L’appartenance à un groupe n’implique pas un relèvement automatique de la sanction d’une pratique anticoncurrentielle
Cass. com. 21 octobre 2014, pourvoi n° 13-16 602 ; 13-16 696 ; 13-16 905
Dans le prolongement d’un arrêt innovant rendu le 18 février 2014 (LD mars 2014) dans l’affaire de la restauration des monuments historiques, la Cour de cassation vient, à nouveau, casser un arrêt de la Cour d’appel de Paris, ayant, dans le cadre d’une affaire traitant d’ententes lors d’appels d’offres concernant des marchés publics ou privés relatifs à des travaux d’électrification, pour avoir relevé automatiquement la sanction de deux entreprises impliquées en raison de leur seule appartenance à un groupe. Les sanctions des pratiques anticoncurrentielles poursuivent un impératif de dissuasion, si bien que le législateur en 2001, lors de l’adoption de la loi n° 2001-420 dite « NRE », a complété les critères d’individualisation de la sanction par celui « du groupe auquel l’entreprise appartient » afin de considérer son impact dans la gravité des pratiques (C. com., L 464-2).

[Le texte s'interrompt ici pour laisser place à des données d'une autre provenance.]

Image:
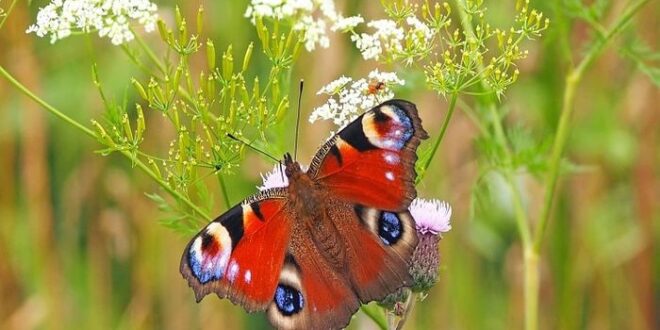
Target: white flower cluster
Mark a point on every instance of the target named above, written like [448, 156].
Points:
[110, 18]
[390, 38]
[348, 97]
[312, 17]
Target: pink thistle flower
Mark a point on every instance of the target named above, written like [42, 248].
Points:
[431, 216]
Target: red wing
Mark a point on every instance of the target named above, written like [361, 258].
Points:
[311, 294]
[372, 160]
[379, 245]
[240, 254]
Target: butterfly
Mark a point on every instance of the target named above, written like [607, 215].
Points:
[337, 236]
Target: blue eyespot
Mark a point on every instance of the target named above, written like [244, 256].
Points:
[390, 229]
[289, 301]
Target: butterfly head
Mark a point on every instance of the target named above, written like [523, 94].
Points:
[291, 167]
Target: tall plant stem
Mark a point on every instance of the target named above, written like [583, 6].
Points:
[443, 130]
[7, 12]
[563, 129]
[530, 257]
[72, 122]
[225, 193]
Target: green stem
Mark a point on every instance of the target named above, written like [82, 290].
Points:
[563, 129]
[91, 134]
[443, 130]
[150, 54]
[532, 284]
[9, 10]
[375, 313]
[225, 194]
[46, 106]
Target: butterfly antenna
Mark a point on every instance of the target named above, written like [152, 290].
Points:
[295, 147]
[231, 136]
[281, 171]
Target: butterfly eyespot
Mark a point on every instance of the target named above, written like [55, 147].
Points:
[247, 277]
[388, 127]
[233, 271]
[390, 228]
[389, 176]
[288, 300]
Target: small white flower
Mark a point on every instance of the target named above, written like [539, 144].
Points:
[387, 37]
[110, 18]
[334, 86]
[274, 178]
[349, 98]
[347, 23]
[419, 27]
[312, 17]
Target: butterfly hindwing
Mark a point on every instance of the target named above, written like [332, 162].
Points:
[378, 245]
[239, 255]
[311, 294]
[371, 161]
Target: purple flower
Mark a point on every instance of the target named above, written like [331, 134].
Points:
[431, 218]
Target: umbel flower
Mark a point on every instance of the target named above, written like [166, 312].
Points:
[312, 17]
[110, 18]
[349, 98]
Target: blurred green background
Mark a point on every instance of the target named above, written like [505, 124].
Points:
[81, 247]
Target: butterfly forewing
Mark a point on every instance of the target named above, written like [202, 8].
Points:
[336, 236]
[372, 160]
[239, 254]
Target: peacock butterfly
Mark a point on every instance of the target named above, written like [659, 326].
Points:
[338, 235]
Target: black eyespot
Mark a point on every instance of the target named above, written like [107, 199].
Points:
[289, 301]
[390, 229]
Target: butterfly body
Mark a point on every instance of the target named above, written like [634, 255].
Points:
[338, 235]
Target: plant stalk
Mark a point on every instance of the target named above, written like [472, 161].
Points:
[443, 130]
[142, 166]
[563, 128]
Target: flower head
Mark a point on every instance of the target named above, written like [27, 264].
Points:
[274, 178]
[431, 218]
[111, 18]
[349, 98]
[312, 17]
[347, 23]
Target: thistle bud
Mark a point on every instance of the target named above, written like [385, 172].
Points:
[431, 218]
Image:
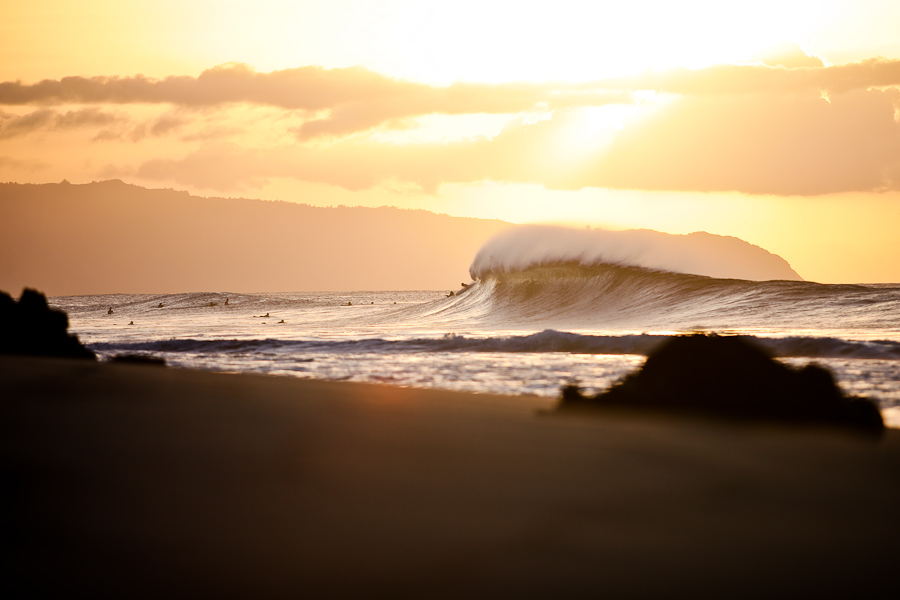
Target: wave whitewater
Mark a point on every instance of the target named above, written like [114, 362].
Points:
[606, 296]
[544, 341]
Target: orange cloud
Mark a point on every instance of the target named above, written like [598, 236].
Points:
[49, 119]
[764, 144]
[356, 99]
[751, 79]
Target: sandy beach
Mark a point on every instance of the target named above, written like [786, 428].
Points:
[138, 481]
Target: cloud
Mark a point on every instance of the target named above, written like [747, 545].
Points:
[355, 98]
[789, 55]
[796, 144]
[49, 119]
[755, 79]
[761, 144]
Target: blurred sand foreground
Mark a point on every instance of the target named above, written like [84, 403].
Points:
[139, 481]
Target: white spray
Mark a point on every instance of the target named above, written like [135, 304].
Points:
[699, 253]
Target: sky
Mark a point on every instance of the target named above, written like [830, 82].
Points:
[777, 122]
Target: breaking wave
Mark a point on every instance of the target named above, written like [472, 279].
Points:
[544, 341]
[698, 253]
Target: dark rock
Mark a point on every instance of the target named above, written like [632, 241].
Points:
[731, 377]
[31, 327]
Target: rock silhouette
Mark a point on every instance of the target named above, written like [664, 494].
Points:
[733, 378]
[31, 327]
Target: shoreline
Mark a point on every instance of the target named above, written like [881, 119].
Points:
[144, 481]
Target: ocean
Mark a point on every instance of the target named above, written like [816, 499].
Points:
[528, 330]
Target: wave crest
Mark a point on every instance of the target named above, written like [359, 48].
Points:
[697, 253]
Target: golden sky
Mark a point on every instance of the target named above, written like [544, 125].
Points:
[774, 121]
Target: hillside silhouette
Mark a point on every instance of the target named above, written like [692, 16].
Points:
[113, 237]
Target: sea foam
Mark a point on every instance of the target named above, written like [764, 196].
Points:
[698, 253]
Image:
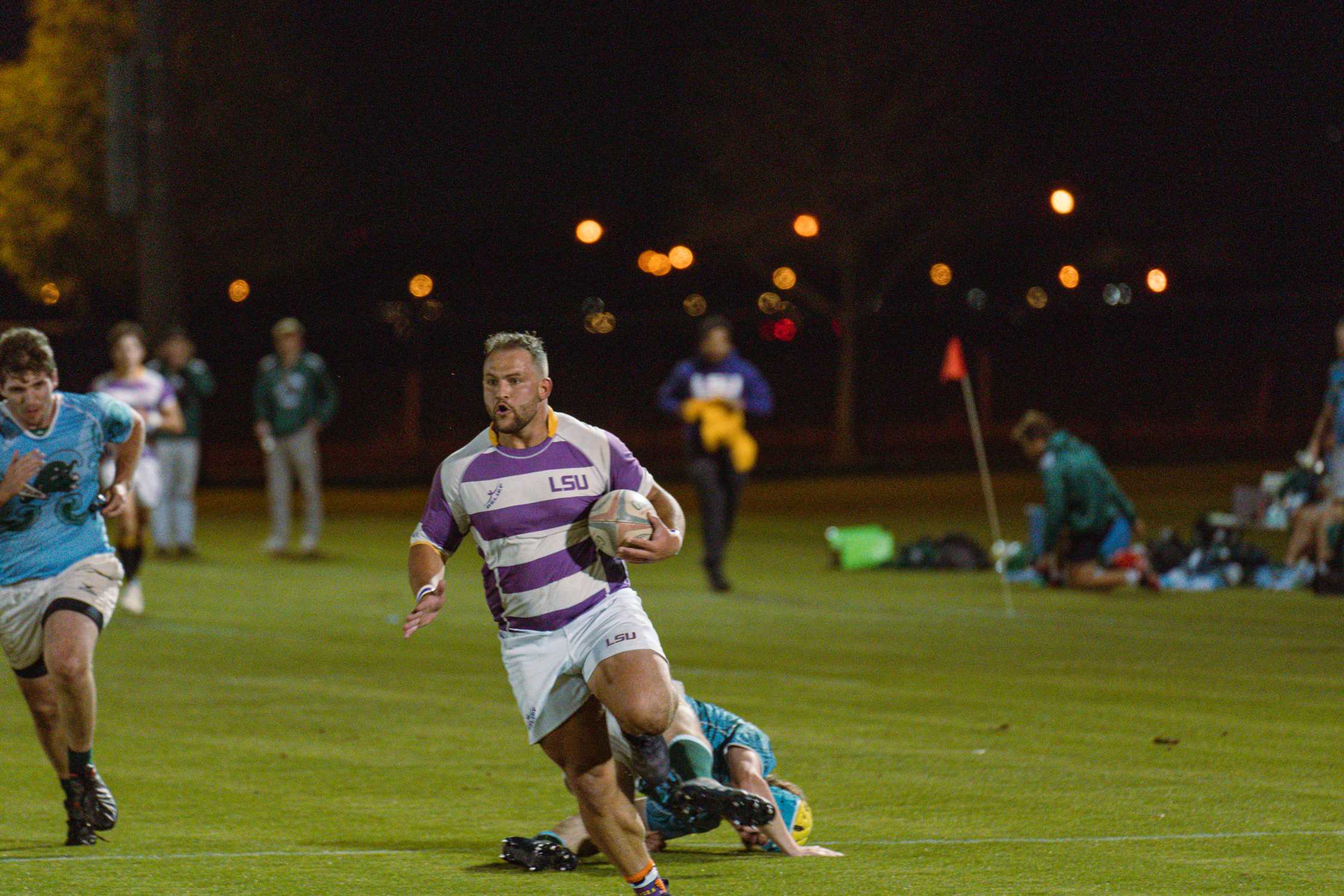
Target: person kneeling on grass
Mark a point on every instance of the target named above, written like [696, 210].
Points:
[711, 748]
[1082, 496]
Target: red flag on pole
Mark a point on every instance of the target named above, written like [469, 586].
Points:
[953, 363]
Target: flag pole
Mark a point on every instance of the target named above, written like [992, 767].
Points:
[955, 367]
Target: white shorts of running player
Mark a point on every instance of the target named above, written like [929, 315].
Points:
[549, 671]
[148, 484]
[94, 581]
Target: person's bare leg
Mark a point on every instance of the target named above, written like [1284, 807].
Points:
[581, 748]
[1302, 539]
[1092, 576]
[69, 640]
[41, 695]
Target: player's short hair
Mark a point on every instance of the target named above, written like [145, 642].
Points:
[26, 351]
[530, 343]
[127, 328]
[713, 323]
[1033, 426]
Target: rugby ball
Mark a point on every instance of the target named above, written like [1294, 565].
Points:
[617, 516]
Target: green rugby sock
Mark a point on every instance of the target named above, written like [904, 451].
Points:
[690, 758]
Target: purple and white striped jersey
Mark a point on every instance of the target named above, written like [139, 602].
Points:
[527, 510]
[147, 394]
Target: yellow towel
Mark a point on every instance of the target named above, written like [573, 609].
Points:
[722, 426]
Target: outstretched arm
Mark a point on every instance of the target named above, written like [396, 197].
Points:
[127, 458]
[745, 771]
[425, 566]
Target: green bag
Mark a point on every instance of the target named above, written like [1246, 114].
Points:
[861, 547]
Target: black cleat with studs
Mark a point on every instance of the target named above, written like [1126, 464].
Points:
[538, 854]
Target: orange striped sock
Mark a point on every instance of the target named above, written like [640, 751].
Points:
[643, 877]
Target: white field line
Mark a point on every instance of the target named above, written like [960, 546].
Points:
[968, 841]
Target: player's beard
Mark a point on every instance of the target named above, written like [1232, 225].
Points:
[523, 417]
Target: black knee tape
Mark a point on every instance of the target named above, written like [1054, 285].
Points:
[35, 671]
[74, 606]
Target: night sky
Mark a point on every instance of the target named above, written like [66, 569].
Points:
[468, 140]
[1210, 136]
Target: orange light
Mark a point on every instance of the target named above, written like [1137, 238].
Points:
[589, 231]
[600, 323]
[421, 285]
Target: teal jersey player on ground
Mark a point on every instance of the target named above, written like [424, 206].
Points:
[733, 751]
[54, 523]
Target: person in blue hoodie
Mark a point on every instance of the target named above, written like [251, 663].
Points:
[714, 394]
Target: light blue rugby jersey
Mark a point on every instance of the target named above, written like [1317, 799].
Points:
[51, 524]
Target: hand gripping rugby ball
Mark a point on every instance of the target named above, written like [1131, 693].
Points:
[616, 516]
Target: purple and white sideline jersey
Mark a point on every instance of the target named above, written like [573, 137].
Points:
[527, 510]
[147, 394]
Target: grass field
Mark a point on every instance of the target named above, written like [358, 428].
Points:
[268, 731]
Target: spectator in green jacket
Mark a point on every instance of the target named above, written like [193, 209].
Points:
[179, 453]
[294, 398]
[1082, 499]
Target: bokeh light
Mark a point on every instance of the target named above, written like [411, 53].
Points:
[600, 323]
[421, 285]
[589, 231]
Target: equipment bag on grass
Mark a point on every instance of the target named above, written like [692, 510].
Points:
[861, 547]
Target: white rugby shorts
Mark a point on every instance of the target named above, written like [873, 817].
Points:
[549, 671]
[24, 606]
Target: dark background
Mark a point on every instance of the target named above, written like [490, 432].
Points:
[465, 142]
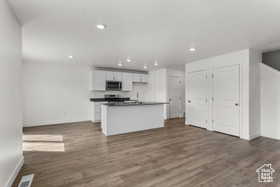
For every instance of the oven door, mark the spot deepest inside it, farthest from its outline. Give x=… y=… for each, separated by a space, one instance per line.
x=113 y=85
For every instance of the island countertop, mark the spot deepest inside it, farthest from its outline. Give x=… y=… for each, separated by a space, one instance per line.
x=134 y=103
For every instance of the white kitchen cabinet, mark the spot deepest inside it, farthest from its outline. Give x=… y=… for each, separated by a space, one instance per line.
x=98 y=80
x=127 y=82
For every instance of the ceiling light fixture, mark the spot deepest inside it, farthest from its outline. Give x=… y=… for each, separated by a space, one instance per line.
x=101 y=26
x=192 y=49
x=156 y=63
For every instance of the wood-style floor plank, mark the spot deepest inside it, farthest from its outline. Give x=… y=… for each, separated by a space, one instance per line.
x=79 y=155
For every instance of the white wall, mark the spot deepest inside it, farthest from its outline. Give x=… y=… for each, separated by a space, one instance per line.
x=55 y=93
x=11 y=157
x=270 y=102
x=248 y=60
x=157 y=88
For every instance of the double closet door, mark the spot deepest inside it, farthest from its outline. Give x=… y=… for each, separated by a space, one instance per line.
x=213 y=100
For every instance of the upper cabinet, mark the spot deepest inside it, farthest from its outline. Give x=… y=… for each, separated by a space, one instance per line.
x=99 y=78
x=127 y=82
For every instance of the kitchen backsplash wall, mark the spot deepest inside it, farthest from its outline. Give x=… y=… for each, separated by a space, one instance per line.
x=138 y=88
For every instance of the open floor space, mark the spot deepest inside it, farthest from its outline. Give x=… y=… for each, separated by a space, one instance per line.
x=79 y=155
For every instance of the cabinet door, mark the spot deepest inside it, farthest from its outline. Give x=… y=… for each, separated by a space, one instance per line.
x=198 y=89
x=226 y=100
x=99 y=80
x=127 y=82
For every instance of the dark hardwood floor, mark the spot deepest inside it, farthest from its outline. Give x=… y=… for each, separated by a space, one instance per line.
x=176 y=155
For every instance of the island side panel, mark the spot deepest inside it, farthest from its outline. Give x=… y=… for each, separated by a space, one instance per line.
x=124 y=119
x=104 y=115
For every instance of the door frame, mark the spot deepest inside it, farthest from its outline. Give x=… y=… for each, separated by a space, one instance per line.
x=240 y=93
x=208 y=125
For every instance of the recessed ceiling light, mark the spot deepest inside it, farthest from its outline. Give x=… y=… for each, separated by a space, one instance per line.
x=156 y=63
x=120 y=64
x=192 y=49
x=101 y=26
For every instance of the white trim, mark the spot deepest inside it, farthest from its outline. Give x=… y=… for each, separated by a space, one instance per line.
x=59 y=122
x=15 y=172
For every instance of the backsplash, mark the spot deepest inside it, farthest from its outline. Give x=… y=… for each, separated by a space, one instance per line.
x=141 y=89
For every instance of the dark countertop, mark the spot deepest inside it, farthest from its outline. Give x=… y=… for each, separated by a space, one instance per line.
x=135 y=103
x=109 y=99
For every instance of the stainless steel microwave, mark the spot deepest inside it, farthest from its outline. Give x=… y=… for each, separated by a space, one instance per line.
x=114 y=85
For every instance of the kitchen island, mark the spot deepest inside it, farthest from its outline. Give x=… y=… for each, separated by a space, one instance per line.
x=120 y=118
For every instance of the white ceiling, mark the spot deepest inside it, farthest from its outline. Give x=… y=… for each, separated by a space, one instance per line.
x=145 y=30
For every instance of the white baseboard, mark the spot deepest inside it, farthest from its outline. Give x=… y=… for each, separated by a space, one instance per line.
x=58 y=122
x=15 y=172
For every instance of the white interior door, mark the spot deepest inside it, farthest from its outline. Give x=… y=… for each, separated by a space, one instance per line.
x=176 y=92
x=197 y=101
x=226 y=86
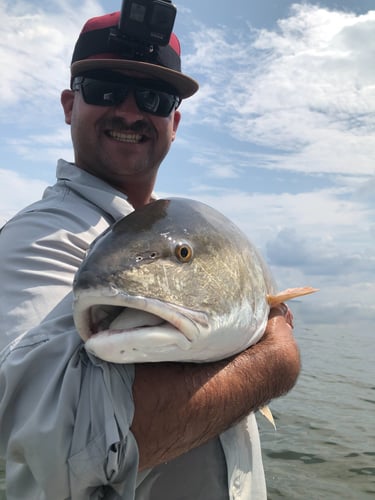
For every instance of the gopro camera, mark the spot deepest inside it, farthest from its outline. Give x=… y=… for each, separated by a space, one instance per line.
x=143 y=24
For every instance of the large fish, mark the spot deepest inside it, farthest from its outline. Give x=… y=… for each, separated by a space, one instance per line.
x=173 y=281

L’autorité de la concurrence dans son communiqué du 16 mai 2011 relatif à la méthode de détermination des sanctions pécuniaires, est venue préciser qu’elle peut adapter à la hausse la sanction pour tenir compte du fait que : « le groupe auquel appartient l’entreprise concernée dispose lui-même d’une taille, d’une puissance économique ou de ressources globales importantes, cet élément étant pris en compte, en particulier dans le cas où l’infraction est également imputable à la société qui la contrôle au sein du groupe ». L’ADLC, confirmée par la Cour d’appel, avait en l’espèce fait application de ce principe de relèvement en dehors de toute imputabilité de la pratique à la société mère.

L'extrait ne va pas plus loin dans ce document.